Today we are joined by Laurie Warren, MSN, and founder of Warren Wellness LLC to answer some questions about stress in the workplace. Laurie will be leading a session at TalentCon19 in San Antonio, TX on March 13, 2019, entitled “Fostering Stress Resilience to Unlock Workforce Potential.”
It’s important to first define stress. In a word, stress results from perceived adversity. If the perceived adversity is an extremely short-term event, like being grabbed by a mugger, or seeing an oncoming car veer into our driving lane, I call this survival stress and the related biochemical and neurological stress responses in our body can be helpful and life-saving. If the adversity is an important meeting that we’re preparing for over a matter of days or weeks, I call this challenge stress and our heightened energy and drive that results from those related biochemical and neurological responses can assist us if our inner approach is positive and our attitude is one of “can-do.” The attitude with challenge stress is that a stressor isn’t something to be endured or that might take us down, but is something that can help us grow.
However, what most people suffer from is psychological stress, where the perceived challenge is one or many long-term situations where they feel helpless – a colleague that we work closely with that we find personally challenging, a company culture that isn’t aligned with our personal values, a sick family member, balancing work and family life, on-going personal financial issues, or world politics. The list is long and unfortunately our biochemistry and resulting physiological and neurological responses are exactly the same whether the perceived adversity is a) a mugger, b) an aging parent with Alzheimer’s or 3) continual discord among coworkers.
Psychological stress, also sometimes called “chronic stress,” is a problem for the stressed person, and it’s also a problem for the people and groups that the stressed person is involved with – family, friends, and the workplace. Science has shown that a person with unmanaged psychological stress is likely to be less healthy, productive, creative, emotionally stable, and focused. For a company, this results in increased sick time, increased presenteeism, more discord and misunderstandings in teams, reduced productivity, reduced work quality, and increased health care costs over time.
Q: What is the difference between stress management and stress resilience in the workplace?
Both are important. Think of stress management as the maintenance that you do on your car. In the same way that regular oil changes, filling the gas tank, and changing the various filters in the engine keep the engine running well, stress management tactics keep our body and mind running well. This can include lifestyle habits such as eating more nutrient-dense foods, getting adequate sleep, and participating in exercise, yoga, and/or deep breathing.

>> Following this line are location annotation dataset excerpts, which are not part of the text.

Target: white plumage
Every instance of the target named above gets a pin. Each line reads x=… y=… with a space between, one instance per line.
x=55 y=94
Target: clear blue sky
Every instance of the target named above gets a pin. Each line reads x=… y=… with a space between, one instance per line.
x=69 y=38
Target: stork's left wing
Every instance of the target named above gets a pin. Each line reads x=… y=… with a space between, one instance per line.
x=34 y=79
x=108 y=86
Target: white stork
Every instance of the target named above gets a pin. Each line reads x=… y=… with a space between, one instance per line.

Stress resilience is equivalent to making sure you have a well-built car. For cars, this means superior craftmanship; and for people, this means becoming a more conscious steward of the mind. It’s the cultivation of a different relationship both to time and to life events, which reduces psychological stress and turns some of it into the more healthy challenge stress. This can include meditation, mindfulness training such as MBSR, and training specific to what I call Mind Savvy®.
Q: How should employers be thinking about stress resilience in the workplace?
Think of stress resilience dialogue and training as an important facet of your company mission: “We strive to develop stress-resilient employees who are supported in bringing their best self to the achievement of our company goals.”
Q: How can employers strategically include stress-related employee wellbeing initiatives into their overall benefits?
The hiring of a quality consultant to co-create a progressive wellness culture should be an integral part of creating annual benefit budgets. Research shows a ROI of between 1:1 to 1:3 for comprehensive wellness programming (as opposed to silo programs), which makes it a no-lose endeavor. Even if the ROI comes out as 1:1, you’ve still created a wellness culture that builds healthy, happy employees, allowing you to attract, develop, and retain top talent for your company. Many benefits companies will reimburse for part or all of these initiatives, as they know that your employee cohort will be healthier, resulting in lower health insurance claims.
Q: What’s one nugget of wisdom you can share with us before your session at TalentCon about how employers can foster a successful wellness culture?
The answer is the commonly quipped “it starts at the top.” Creating an open dialogue about stress management and stress resilience – not as a scapegoat but as an area for positive change – needs to come from company leaders who are also champions for wellness. It needs to be a natural part of everyday discussion about how to be our best, most happy selves at work.
Laurie will be leading a session at TalentCon19 in San Antonio, TX on March 13, 2019, entitled “Fostering Stress Resilience to Unlock Workforce Potential.”